Pre-Global Financial Crisis (GFC), risks in the subprime mortgage and Collateralised Debt Obligation (CDO) markets were generally underappreciated by the market. More than a decade on, lessons learnt in these markets have been incorporated more widely across ABS sectors and deal structures which have improved markedly, resulting in significantly lower credit risk. In fact, long term default rates are similar to corporate credit when adjusting for legacy sectors, as shown in the chart below. Yet, this asset class often remains overlooked. What is sometimes less understood is the lessons that have been learned and implemented.

  • Underwriting standards for the underlying loan pool have improved significantly and structural enhancements have taken place. For example, assets are tested to withstand severe stress scenarios with higher rated tranches subject to more stringent requirements.
  • Increased oversight by global regulatory bodies has led to better transparency and standardisation.
  • Loan data and performance data is more widely available.

Also read: Now Is The Time To Re-Evaluate Portfolio Positioning

Following the GFC, global regulatory bodies established a framework of rules intended to prevent excessive risk taking within the banking, insurance and pension fund ecosystems, a byproduct of which increased the cost and decreased the availability of asset backed capital within these ecosystems. This has allowed alternative financiers to step in to fill the gap.

Time to consider ABS?

The global asset backed securities market provides investors with high quality, yield enhancing and diversifying investment opportunities.

  1. Low duration: Most ABS securities issued in European and Australian markets are floating rate which means not only higher returns in a rising rate environment but also lower duration relative to traditional fixed income.
  2. Shorter repayment: Typically, repayments are within 1 to 5 years, much faster than traditional corporate credit exposures. This reduces the underlying volatility and correlation of asset backed finance with traditional growth assets as well as traditional fixed income products due to the insulation from interest rate and credit spread duration risk.
  3. Diversification and niche market opportunities: With a broad range of asset classes, capital structures, underlying collateral types and jurisdictions, relative value opportunities continually present themselves as the performance outlook and investor appetite across sectors change. The breadth of securitisation markets also gives rise to attractive niche markets, such as the Australian non-bank mortgage market. Despite being relatively niche, the opportunities in these markets can be significant and provide attractive relative value for investors who have access to them.

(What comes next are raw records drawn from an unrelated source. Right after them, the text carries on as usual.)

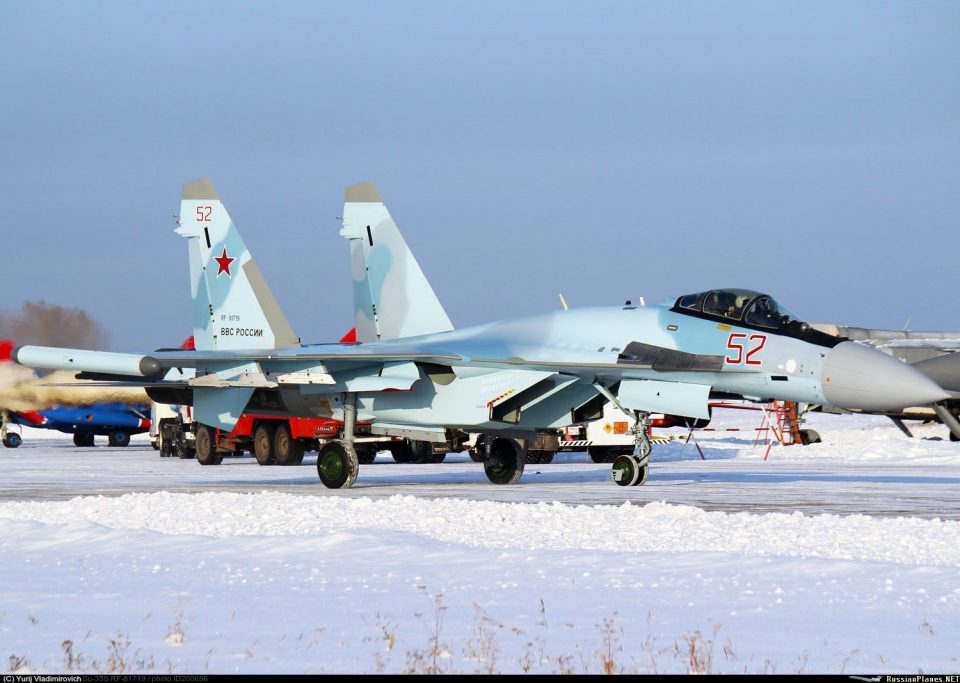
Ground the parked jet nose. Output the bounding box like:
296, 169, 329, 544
823, 342, 948, 410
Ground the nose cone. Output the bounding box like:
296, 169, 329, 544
823, 342, 949, 410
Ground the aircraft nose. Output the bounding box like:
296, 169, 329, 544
822, 342, 949, 410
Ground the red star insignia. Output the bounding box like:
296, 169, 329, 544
213, 247, 237, 278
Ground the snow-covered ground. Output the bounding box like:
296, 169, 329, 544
0, 411, 960, 674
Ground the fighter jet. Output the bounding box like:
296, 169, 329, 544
14, 179, 947, 488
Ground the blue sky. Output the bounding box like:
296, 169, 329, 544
0, 0, 960, 350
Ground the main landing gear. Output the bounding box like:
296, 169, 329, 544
317, 393, 360, 489
611, 410, 653, 486
477, 435, 526, 484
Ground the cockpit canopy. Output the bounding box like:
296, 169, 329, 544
673, 289, 797, 330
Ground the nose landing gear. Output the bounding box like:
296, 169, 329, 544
610, 410, 653, 486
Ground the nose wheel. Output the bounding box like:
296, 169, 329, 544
610, 411, 653, 486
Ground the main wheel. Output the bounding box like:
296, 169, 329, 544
610, 455, 640, 486
587, 446, 619, 465
253, 422, 276, 465
107, 429, 130, 448
524, 451, 553, 465
273, 422, 303, 465
483, 438, 523, 484
195, 425, 223, 465
317, 441, 360, 489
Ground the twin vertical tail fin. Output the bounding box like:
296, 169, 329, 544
177, 178, 300, 351
340, 181, 453, 342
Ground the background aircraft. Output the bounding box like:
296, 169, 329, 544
0, 340, 150, 448
812, 323, 960, 441
14, 180, 948, 488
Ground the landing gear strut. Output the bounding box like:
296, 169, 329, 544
317, 393, 360, 489
611, 410, 653, 486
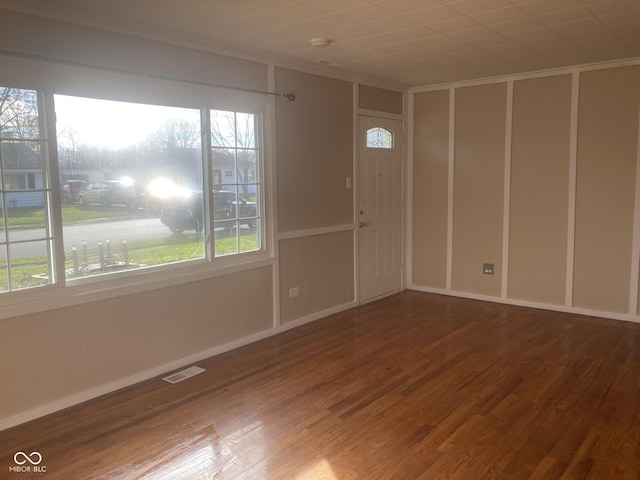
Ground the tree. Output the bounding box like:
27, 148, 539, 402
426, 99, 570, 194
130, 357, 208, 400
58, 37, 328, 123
0, 87, 40, 140
211, 110, 258, 194
144, 119, 200, 152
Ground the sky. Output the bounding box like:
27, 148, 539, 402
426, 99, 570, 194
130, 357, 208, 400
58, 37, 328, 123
55, 95, 200, 148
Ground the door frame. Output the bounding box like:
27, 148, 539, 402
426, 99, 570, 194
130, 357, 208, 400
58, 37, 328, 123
353, 108, 407, 305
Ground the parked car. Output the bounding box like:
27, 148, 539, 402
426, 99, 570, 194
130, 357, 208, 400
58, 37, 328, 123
78, 180, 136, 208
62, 180, 87, 203
160, 191, 258, 233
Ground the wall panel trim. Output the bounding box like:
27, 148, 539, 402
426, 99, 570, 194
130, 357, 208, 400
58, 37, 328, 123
629, 108, 640, 315
501, 80, 513, 298
446, 87, 456, 290
278, 223, 355, 240
565, 72, 580, 307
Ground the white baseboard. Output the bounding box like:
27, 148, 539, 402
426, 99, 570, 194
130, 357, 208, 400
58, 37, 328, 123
0, 301, 356, 431
407, 285, 640, 323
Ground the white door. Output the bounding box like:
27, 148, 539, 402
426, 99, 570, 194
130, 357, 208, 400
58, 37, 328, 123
358, 115, 402, 302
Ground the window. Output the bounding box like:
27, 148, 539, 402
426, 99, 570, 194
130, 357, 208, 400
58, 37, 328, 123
367, 127, 393, 149
210, 110, 262, 257
54, 95, 205, 280
0, 87, 53, 292
0, 81, 266, 293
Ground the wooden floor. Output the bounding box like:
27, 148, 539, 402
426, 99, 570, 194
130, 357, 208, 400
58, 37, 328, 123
0, 291, 640, 480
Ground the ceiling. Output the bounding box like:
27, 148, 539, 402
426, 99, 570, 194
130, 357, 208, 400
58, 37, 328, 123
0, 0, 640, 88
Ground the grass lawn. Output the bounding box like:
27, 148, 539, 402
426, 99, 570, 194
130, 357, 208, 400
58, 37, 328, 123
0, 205, 131, 228
0, 231, 258, 291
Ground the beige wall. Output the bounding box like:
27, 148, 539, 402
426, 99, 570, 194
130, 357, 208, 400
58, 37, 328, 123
276, 68, 354, 323
276, 68, 353, 232
0, 15, 360, 428
279, 231, 355, 323
358, 85, 403, 115
409, 90, 449, 288
573, 66, 640, 312
0, 267, 273, 421
508, 75, 571, 305
410, 65, 640, 321
0, 10, 268, 93
451, 83, 507, 296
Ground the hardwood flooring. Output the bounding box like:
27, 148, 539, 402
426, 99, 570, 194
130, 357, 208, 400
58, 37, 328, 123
0, 291, 640, 480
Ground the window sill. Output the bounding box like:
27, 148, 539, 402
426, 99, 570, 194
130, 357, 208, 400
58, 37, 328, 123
0, 252, 275, 320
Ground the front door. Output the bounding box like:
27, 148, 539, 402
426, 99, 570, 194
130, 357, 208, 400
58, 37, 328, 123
358, 115, 402, 302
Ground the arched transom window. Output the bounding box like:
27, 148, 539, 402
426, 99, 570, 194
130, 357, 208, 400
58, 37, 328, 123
367, 127, 393, 148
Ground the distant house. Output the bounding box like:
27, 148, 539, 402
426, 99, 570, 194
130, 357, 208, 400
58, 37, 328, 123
0, 142, 44, 208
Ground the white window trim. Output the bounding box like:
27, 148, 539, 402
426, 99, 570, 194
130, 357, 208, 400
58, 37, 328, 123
0, 62, 276, 319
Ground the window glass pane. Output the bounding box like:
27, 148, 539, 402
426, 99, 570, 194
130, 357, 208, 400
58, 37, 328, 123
5, 191, 47, 242
367, 127, 393, 149
211, 111, 262, 256
213, 220, 239, 256
0, 87, 53, 292
238, 150, 258, 186
10, 240, 51, 290
211, 110, 236, 148
0, 243, 10, 293
236, 113, 256, 148
240, 219, 262, 252
55, 95, 205, 279
0, 87, 40, 139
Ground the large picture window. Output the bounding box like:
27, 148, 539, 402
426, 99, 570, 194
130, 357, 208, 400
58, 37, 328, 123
211, 110, 262, 256
0, 83, 266, 300
0, 87, 53, 292
55, 95, 205, 279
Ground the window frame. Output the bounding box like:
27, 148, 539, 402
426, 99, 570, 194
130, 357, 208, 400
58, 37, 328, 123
0, 71, 275, 319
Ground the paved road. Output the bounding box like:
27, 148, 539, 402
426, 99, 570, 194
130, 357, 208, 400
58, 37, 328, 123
11, 217, 179, 256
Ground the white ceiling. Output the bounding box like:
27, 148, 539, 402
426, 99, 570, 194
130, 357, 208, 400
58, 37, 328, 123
0, 0, 640, 87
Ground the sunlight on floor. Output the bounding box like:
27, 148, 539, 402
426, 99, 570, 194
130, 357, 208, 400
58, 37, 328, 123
295, 458, 338, 480
142, 445, 225, 480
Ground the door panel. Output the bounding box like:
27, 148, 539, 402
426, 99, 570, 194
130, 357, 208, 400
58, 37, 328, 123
358, 116, 402, 302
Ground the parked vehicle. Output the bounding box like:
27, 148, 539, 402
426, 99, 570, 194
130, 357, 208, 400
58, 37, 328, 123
62, 180, 87, 203
78, 180, 136, 208
160, 191, 257, 233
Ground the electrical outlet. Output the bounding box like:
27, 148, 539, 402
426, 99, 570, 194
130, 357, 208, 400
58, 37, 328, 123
482, 263, 493, 275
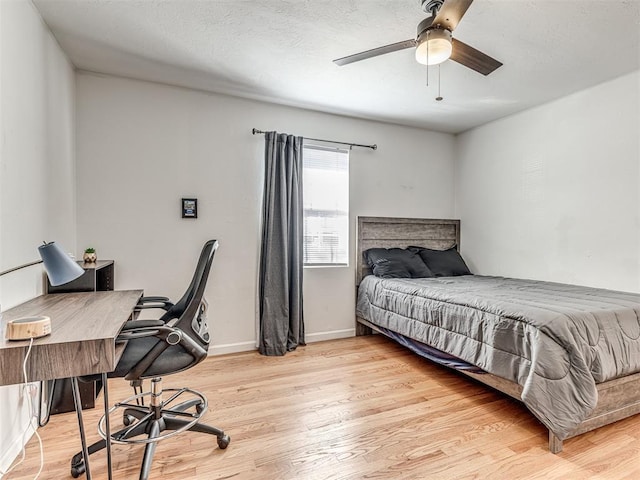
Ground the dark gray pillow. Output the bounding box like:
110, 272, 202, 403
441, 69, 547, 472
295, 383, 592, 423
364, 248, 433, 278
408, 245, 472, 277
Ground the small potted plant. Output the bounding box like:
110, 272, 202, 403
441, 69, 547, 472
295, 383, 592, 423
82, 247, 98, 263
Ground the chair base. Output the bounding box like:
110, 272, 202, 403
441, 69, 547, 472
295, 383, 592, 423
71, 378, 231, 480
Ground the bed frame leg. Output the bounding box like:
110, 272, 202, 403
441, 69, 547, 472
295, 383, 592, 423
356, 321, 373, 337
549, 430, 562, 454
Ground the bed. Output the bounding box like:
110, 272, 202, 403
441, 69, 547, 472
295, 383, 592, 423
356, 217, 640, 453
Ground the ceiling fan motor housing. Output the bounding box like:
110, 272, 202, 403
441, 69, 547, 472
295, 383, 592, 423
420, 0, 444, 17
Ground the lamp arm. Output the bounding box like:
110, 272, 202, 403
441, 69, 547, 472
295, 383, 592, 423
0, 260, 42, 277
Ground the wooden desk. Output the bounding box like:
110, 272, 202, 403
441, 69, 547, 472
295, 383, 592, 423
0, 290, 142, 480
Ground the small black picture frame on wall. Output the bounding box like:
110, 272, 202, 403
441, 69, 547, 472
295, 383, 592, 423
182, 198, 198, 218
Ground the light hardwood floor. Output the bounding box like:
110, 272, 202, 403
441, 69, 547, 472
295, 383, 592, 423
6, 335, 640, 480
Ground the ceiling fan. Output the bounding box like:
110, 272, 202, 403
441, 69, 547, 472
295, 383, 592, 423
333, 0, 502, 75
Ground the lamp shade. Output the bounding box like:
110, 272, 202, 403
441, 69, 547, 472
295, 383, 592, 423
416, 28, 453, 65
38, 242, 84, 287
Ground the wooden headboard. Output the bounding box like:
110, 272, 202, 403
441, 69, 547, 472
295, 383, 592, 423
356, 217, 460, 285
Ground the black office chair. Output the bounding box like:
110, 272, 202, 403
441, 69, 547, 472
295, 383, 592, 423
71, 240, 231, 480
136, 242, 214, 322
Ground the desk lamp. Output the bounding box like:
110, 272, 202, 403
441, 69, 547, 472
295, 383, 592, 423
0, 242, 84, 340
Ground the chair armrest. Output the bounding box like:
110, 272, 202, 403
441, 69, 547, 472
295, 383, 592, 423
138, 295, 169, 303
135, 296, 173, 311
120, 319, 164, 332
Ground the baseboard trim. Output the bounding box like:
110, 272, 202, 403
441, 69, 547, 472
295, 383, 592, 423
209, 328, 356, 355
209, 341, 258, 355
304, 328, 356, 343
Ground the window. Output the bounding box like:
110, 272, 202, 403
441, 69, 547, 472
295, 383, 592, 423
302, 144, 349, 266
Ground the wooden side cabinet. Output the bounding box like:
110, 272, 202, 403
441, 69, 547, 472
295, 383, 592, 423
45, 260, 115, 415
46, 260, 115, 293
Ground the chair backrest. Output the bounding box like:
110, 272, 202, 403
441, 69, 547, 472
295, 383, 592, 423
160, 240, 215, 322
125, 240, 218, 380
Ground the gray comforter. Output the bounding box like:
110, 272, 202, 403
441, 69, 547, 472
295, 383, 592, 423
357, 275, 640, 439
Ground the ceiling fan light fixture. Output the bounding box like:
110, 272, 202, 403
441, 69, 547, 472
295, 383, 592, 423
416, 28, 453, 65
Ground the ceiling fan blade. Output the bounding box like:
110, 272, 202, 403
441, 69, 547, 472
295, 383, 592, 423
451, 38, 502, 75
433, 0, 473, 32
333, 38, 416, 66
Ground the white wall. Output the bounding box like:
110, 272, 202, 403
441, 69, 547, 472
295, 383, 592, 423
456, 72, 640, 292
0, 0, 76, 476
76, 72, 454, 352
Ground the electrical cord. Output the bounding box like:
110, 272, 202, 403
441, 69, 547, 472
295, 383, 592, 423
0, 338, 44, 480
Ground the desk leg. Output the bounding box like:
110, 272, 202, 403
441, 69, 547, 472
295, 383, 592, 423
102, 373, 113, 480
71, 377, 91, 480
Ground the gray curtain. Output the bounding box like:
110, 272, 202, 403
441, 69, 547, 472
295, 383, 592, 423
258, 132, 304, 355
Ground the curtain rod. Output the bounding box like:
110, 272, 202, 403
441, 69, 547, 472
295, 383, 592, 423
252, 128, 378, 150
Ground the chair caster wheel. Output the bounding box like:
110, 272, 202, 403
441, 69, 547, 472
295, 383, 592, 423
71, 460, 87, 478
218, 435, 231, 450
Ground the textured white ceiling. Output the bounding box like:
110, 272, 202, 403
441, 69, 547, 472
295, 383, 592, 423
34, 0, 640, 133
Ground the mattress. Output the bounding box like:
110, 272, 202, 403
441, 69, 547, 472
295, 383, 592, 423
357, 275, 640, 440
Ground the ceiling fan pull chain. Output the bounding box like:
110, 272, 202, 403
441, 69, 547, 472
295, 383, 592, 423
436, 63, 442, 102
426, 32, 429, 87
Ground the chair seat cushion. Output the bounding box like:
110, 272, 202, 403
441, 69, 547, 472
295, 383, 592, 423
108, 337, 194, 380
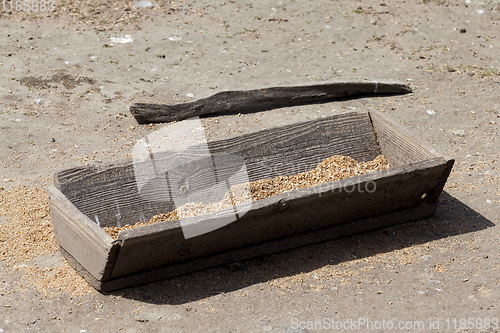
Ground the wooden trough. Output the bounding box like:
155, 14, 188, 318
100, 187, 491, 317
47, 111, 454, 292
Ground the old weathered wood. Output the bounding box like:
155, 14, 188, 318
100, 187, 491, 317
107, 158, 446, 278
48, 112, 453, 291
130, 80, 411, 124
370, 110, 438, 166
94, 203, 437, 292
47, 185, 118, 279
55, 112, 380, 226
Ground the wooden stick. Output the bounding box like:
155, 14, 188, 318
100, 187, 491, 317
130, 80, 411, 124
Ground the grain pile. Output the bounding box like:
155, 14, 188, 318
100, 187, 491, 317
0, 186, 95, 296
103, 155, 389, 239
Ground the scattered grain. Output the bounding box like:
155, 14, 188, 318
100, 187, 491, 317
103, 155, 389, 239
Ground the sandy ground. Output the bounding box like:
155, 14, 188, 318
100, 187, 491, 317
0, 0, 500, 333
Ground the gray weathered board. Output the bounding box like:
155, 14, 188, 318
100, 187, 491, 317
47, 111, 454, 291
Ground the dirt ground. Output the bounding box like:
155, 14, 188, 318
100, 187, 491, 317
0, 0, 500, 333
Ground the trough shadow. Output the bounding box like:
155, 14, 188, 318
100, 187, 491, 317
110, 191, 495, 305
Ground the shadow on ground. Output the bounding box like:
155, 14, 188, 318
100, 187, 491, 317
111, 192, 495, 304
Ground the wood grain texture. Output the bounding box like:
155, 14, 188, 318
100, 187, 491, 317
111, 158, 446, 278
92, 204, 437, 292
370, 111, 440, 166
130, 80, 411, 124
55, 112, 380, 226
47, 185, 118, 279
48, 112, 453, 291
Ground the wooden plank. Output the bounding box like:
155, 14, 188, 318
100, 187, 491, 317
130, 80, 411, 124
55, 112, 380, 226
110, 158, 446, 278
47, 185, 118, 280
92, 203, 436, 292
370, 110, 441, 166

The UK LDI crisis in September 2023 was a prime example of when this combination of floating rate, short duration and a robust performance outlook presented a compelling opportunity for asset managers. Many were able to carry out large sales of highly rated securitised bonds at relatively low discounts to par. This experience stood in stark contrast with more traditional long duration fixed income instruments which experienced large capital losses and consequently extreme illiquidity during this period. We estimate that over a 3-week period roughly $15 billion in securitised bonds traded, a telling demonstration of demand for the asset class and also, the liquidity available.

The complexity of the asset class does necessitate specialised investment management. Deep experience and expertise is a pre-requisite. Underwriting a corporate borrower is a very different skillset to underwriting a highly granular and diversified pool of collateral. In addition to making an assessment on the credit risk of the investment, it is essential to understand how the cashflows from the collateral will pass along a bespoke cashflow waterfall structure. The reticence and underweight allocation to securitised assets from some investors creates a bigger opportunity for those that understand the asset class and its evolution.